As the movie “Oppenheimer” shows, government secrecy has shrouded nuclear weapons activities from their inception. Clearly, the science and technology of those weapons have dangerous potential and require careful safeguarding. But as I’ve argued previously, the principle of secrecy quickly expanded more broadly. Here again, Hanford provides an example.

Hanford’s reactor fuel was sometimes reprocessed before its most-highly radioactive isotopes had time to decay. In the 1940s and 1950s, managers knowingly released toxic gases into the air, contaminating farmlands and pastures downwind. Some releases supported an effort to monitor Soviet nuclear progress. By tracking deliberate emissions from Hanford, scientists learned better how to spot and evaluate Soviet nuclear tests.

In the mid-1980s, local residents grew suspicious about an apparent excess of illnesses and deaths in their community. Initially, strict secrecy – reinforced by the region’s economic dependence on the Hanford site – made it hard for concerned citizens to get information.

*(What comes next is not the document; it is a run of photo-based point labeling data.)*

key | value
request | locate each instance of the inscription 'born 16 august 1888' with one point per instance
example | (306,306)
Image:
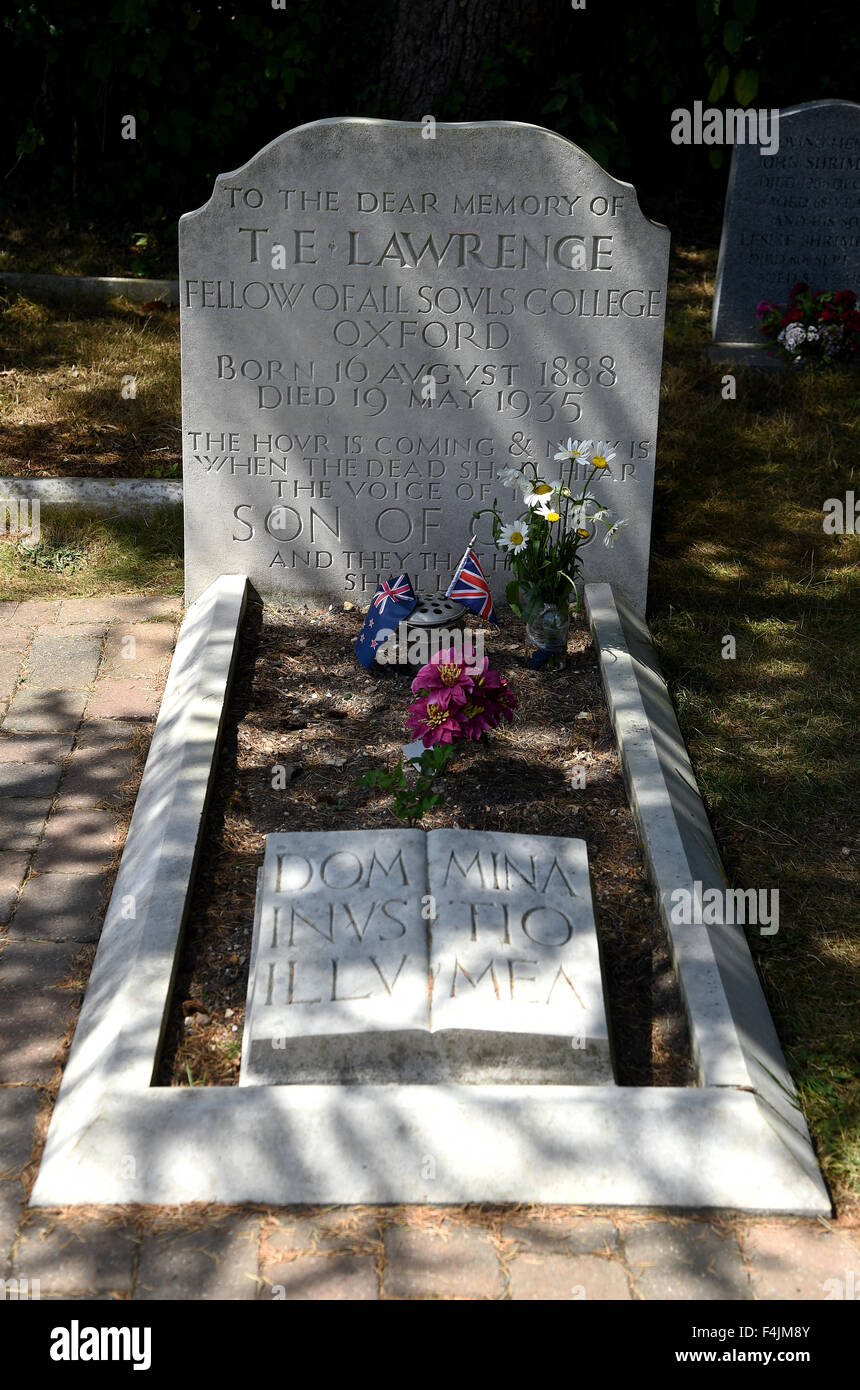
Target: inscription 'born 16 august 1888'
(374,324)
(398,955)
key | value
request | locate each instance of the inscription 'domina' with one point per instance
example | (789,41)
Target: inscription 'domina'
(411,957)
(375,323)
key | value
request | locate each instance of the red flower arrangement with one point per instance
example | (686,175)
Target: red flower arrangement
(821,327)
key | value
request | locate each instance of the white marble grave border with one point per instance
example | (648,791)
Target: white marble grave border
(735,1141)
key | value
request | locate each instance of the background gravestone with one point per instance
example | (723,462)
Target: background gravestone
(374,323)
(792,216)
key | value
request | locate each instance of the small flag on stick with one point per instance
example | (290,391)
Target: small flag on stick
(470,587)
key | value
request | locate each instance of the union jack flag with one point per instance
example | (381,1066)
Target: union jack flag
(470,587)
(396,590)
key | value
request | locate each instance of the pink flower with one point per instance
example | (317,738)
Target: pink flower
(443,672)
(435,717)
(486,709)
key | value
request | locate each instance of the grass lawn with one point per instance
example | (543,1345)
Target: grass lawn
(68,405)
(738,548)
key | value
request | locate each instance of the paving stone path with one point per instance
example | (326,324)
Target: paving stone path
(79,687)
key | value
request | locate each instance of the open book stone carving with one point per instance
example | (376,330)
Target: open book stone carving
(410,957)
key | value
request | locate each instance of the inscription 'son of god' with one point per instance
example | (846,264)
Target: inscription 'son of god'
(385,957)
(375,324)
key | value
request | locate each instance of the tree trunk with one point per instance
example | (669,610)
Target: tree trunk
(445,56)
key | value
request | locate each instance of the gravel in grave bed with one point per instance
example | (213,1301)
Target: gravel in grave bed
(302,701)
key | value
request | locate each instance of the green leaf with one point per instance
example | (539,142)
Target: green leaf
(718,85)
(732,35)
(746,86)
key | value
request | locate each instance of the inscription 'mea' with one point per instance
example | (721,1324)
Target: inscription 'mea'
(400,955)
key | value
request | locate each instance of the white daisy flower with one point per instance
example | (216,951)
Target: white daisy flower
(577,449)
(514,537)
(542,491)
(548,509)
(613,531)
(510,476)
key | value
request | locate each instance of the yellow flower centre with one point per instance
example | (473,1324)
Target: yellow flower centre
(449,673)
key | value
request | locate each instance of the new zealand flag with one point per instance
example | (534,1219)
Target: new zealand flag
(470,587)
(392,602)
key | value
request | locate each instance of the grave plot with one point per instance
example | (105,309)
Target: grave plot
(377,331)
(304,723)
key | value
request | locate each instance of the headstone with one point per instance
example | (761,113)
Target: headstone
(377,317)
(791,216)
(402,957)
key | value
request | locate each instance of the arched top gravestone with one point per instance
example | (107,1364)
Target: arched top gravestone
(377,317)
(791,216)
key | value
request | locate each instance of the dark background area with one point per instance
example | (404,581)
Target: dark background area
(210,84)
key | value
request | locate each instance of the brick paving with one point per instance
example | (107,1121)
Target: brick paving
(65,752)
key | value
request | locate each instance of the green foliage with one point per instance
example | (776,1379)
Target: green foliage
(413,798)
(209,85)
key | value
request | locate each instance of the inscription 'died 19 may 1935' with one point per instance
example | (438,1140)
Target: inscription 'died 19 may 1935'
(402,957)
(374,324)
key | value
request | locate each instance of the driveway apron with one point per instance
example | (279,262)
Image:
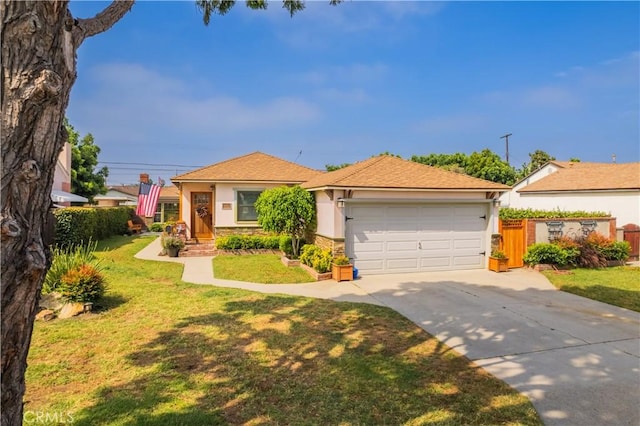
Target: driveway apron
(578,360)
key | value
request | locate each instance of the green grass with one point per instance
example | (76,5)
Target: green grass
(162,352)
(258,268)
(618,286)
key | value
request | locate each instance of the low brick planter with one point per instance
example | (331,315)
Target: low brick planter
(315,274)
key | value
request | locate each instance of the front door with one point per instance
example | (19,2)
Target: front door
(201,215)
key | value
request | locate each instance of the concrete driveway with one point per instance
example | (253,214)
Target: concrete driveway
(576,359)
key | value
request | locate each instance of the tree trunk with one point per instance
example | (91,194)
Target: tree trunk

Once the curtain of secrecy was partially lifted under pressure from area residents and journalists, public outrage prompted two major health effects studies that engendered fierce controversy. By the close of the decade, more than 3,500 “downwinders” had filed lawsuits related to illnesses they attributed to Hanford. A judge finally dismissed the case in 2016 after awarding limited compensation to a handful of plaintiffs, leaving a bitter legacy of legal disputes and personal anguish.

Cautionary legacies

Currently active atomic weapons facilities also have seen their share of nuclear and toxic chemical contamination. Among them, Los Alamos National Laboratory – home to Oppenheimer’s original compound, and now a site for both military and civilian research – has contended with groundwater pollution, workplace hazards related to the toxic metal beryllium, and gaps in emergency planning and worker safety procedures.

As Nolan’s film recounts, J. Robert Oppenheimer and many other Manhattan Project scientists had deep concerns about how their work might create unprecedented dangers. Looking at the legacies of the Trinity test, I wonder whether any of them imagined the scale and scope of those outcomes.